This week I want to talk about a sweet discovery, cronut. It seem that this new product is revolutionizing the world of pastry in New york. But the way I discovered this crossing between croissant and donut, in a funny way. I was watching one of my favorite television series “Castle” and in one scene they brought a box of cronut to Beckett. The aspect I found it so delicious that I decided to investigate this new delicious invention. Luckily for me I found this article from the guardian. And I hope like katy Salter says that the cronut soon cross the Atlantic and especially coming to London or Spain witch are the two countries that spend more time. ¿ By the way what is cronut? the answer in this wonderful Guardian article.

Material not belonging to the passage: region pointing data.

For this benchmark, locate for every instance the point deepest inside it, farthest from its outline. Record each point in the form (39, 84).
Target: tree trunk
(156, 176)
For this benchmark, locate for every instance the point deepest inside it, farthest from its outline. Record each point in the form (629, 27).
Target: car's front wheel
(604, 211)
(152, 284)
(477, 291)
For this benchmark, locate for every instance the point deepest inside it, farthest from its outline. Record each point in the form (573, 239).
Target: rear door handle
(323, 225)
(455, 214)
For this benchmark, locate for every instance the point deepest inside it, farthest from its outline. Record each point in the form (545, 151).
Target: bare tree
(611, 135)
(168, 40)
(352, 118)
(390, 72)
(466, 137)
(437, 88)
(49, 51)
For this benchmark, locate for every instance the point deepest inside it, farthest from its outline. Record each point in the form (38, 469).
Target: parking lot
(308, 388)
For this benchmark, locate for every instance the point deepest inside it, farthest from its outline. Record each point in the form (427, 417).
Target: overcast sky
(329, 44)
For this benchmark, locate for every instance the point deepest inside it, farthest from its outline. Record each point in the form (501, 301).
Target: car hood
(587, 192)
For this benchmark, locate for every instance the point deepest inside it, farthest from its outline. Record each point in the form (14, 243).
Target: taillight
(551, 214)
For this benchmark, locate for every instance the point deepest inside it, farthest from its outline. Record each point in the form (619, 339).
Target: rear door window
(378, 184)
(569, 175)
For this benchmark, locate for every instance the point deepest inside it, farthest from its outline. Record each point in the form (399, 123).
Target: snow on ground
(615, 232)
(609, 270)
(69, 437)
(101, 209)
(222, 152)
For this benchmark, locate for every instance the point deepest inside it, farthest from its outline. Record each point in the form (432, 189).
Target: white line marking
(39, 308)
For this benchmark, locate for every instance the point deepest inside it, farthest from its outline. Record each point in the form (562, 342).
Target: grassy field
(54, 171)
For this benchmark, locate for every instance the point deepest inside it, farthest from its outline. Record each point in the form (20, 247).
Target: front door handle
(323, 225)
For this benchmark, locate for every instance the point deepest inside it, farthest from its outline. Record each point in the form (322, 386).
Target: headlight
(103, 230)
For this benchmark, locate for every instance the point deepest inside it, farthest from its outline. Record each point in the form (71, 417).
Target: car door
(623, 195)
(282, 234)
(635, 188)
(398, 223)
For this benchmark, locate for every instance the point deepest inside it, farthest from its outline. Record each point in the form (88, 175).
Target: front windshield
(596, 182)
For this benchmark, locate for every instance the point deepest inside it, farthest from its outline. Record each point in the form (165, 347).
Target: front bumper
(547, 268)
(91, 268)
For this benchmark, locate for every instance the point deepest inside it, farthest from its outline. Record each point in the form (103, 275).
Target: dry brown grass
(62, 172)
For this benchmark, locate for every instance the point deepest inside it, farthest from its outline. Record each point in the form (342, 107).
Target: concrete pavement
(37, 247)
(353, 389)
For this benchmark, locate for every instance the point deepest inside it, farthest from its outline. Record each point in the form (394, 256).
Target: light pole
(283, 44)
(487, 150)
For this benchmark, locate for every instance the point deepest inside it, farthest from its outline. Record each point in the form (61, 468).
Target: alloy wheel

Best regards and enjoy the article.
What do you get when you cross a croissant with a doughnut? Introducing: the Cronut, currently the most sought-after snack on earth. Cronuts have had a rapid rise to fame. New York bakery Dominique Ansel sold its first batch of the portmanteau pastries on 10 May. Within days, pictures of the Cronut had Harlem Shaked their way across the internet, and lines began forming outside the bakery at 6am. Dominique Ansel currently makes just 200 of its trademarked $5 Cronuts a day. Celebrity fans include Hugh Jackman and CNN’s Anderson Cooper, and, according to Time magazine, a Cronut black-market has sprung up with pastries selling on Craigslist for around $40. Imitation “doissants” have also gone on sale in the US and Australia.

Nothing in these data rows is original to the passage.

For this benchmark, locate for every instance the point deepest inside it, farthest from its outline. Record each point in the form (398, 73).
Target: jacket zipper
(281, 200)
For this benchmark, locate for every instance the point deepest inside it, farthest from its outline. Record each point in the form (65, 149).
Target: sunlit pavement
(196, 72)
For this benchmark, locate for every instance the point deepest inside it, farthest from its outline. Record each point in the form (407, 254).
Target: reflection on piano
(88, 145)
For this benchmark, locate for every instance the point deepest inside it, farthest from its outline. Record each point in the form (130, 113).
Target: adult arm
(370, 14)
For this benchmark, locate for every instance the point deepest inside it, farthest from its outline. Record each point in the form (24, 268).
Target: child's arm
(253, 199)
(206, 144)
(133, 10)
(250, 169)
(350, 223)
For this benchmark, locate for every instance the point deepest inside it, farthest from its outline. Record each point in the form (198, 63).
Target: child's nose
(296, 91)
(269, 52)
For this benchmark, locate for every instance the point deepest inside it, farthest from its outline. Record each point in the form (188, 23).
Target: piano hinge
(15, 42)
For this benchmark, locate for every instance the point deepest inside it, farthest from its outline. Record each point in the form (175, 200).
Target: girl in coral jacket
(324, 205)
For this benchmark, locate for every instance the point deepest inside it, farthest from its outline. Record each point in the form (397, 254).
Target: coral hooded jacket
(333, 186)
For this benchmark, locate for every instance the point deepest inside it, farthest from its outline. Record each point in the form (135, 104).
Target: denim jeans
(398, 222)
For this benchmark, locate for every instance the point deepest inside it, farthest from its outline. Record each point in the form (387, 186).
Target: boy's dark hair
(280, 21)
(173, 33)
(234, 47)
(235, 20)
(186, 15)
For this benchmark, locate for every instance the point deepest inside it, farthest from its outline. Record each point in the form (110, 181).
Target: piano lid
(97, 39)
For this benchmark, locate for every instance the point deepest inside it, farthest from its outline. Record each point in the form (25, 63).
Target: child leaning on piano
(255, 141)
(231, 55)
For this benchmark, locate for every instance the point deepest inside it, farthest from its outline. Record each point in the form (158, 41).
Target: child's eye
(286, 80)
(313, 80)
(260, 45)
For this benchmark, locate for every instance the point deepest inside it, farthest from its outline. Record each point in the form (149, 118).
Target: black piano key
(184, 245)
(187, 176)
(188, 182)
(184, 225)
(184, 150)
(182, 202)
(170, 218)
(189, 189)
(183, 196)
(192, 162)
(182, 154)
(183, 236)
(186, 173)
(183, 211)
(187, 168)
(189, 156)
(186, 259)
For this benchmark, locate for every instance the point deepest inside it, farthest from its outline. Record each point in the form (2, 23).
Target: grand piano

French chef Ansel tells me he came up with the idea when he decided to “make a doughnut as a staff snack. But I didn’t really ever make a doughnut, so I did it my way and infused it with a croissant.” They took two months to perfect and “the first couple were a mess”. The perfected Cronut has a “texture inside very similar to a croissant – light, flaky layers that peel off. And the cream, outside crispiness, sugar texture, and glaze is just like a doughnut”. The instant success of the Cronut is, according to Ansel, a happy accident. “We don’t have a PR company; there was no strategic marketing meeting.”
But short of hopping on a plane to JFK, how can we get our hands on one in Britain? Until bakeries here launch their own (my money is on a US-style joint in London like Electric Donuts), the answer is to make them yourself. I am attempting to do just that – despite a warning from Ansel: “It’s not something I would recommend for home cooks as it’s so labour intensive. It can come out really gross, if not done well.”
Duly daunted, I call Jo Wheatley of The Great British Bake Off fame for advice. Wheatley tried making doissants after a friend came back from the US raving about Cronuts. “Give yourself plenty of time,” she says, “you need to make the dough the day before”.
Edd Kimber, winner of the first Bake Off, also has his own version – calling them “fauxnuts”. Croissants are made with laminated pastry – a notoriously tricky and time-consuming dough. Kimber used a quick 20-minute croissant dough, similar to rough puff pastry. This sounds less scary, so I call him for some pointers. “Use half plain flour and half strong bread flour,” he advises. “You don’t really knead the dough – just gently bring it together.”